Joan May on Procol Harum's erstwhile manager


Bill Graham, the brilliant and dynamic Rock Promoter and Innovator, and the Founder of Fillmores East and West, was Procol Harum's Manager in 1991. He was killed on 10/25/91, when the helicopter he was riding in crashed into an electrical tower during a storm on the way home from a gig, around the time that Procol began their Prodigal Stranger Tour.

In Graham's autobiography BILL GRAHAM PRESENTS (Doubleday, 1992), completed posthumously by Robert Greenfield, Gary Brooker and Robin Trower are quoted in praise of Graham's work (page 221). Gary eloquently describes how the Fillmore environment fostered the best possible performances out of the band, because of the close interaction between band and audience. Gary and Keith have said many times that the Fillmores were by far the greatest, most magical, places to play. I, as an audience member, can also attest to that!!

Here's a tribute to Bill Graham that I wrote for Al Kooper's Folder on America Online in 1995:

Subject: Bill Graham Date: 95-05-23 15:39:19 EDT From: Jem33 (Joan May)

My husband and I used to go to the Fillmore just to watch Graham in action. He was Everywhere: pounding nails into the stage, cajoling musicians, breaking up incipient fights, and verbally vanquishing anyone who tried to stop him from practising his craft.
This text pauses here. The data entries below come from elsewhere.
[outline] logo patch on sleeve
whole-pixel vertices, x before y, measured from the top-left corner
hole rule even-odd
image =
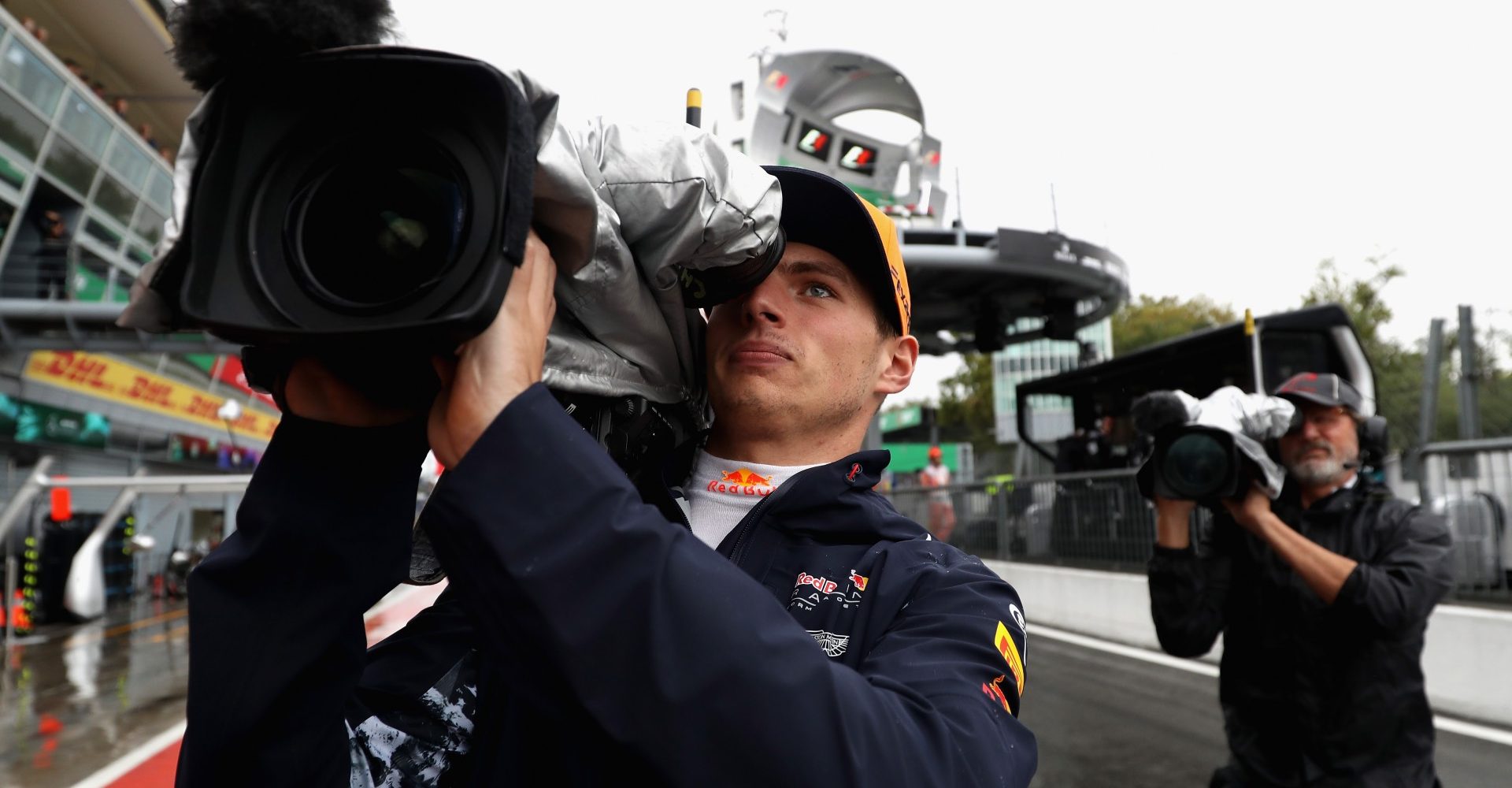
[[[1013,714],[1013,709],[1009,708],[1009,697],[1002,694],[1002,679],[1005,679],[1005,678],[1007,676],[998,676],[998,678],[992,679],[990,682],[983,684],[981,685],[981,691],[986,693],[987,697],[990,697],[990,699],[996,700],[998,703],[1001,703],[1002,705],[1002,711],[1005,711],[1009,714]]]
[[[1019,647],[1013,643],[1013,637],[1009,635],[1009,628],[998,622],[998,635],[993,638],[998,646],[998,653],[1002,655],[1002,661],[1009,664],[1009,672],[1013,673],[1013,682],[1019,687],[1019,696],[1024,694],[1024,659],[1019,658]]]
He was almost an archetypal figure, the rugged-individualist self-made millionaire who started out as a penniless immigrant and created magic through his intelligence, courage and integrity. We wrote a letter of support to Rolling Stone at a time when he was being maligned by just about everyone, and got a very nice thank-you note from him, with a vague invitation to meet him, but we were too chicken to take him up on it, regretfully. I'm very sorry he died, but can't complain about the way he died: dramatically, with probably no more than a split second of suffering, while engaged in the work he loved. Though I didn't realize it until hearing the news the next day, I (and thousands of others) felt the exact moment of his death, because when his copter hit the tower, the lights in our house briefly dimmed - somehow a fitting goodbye.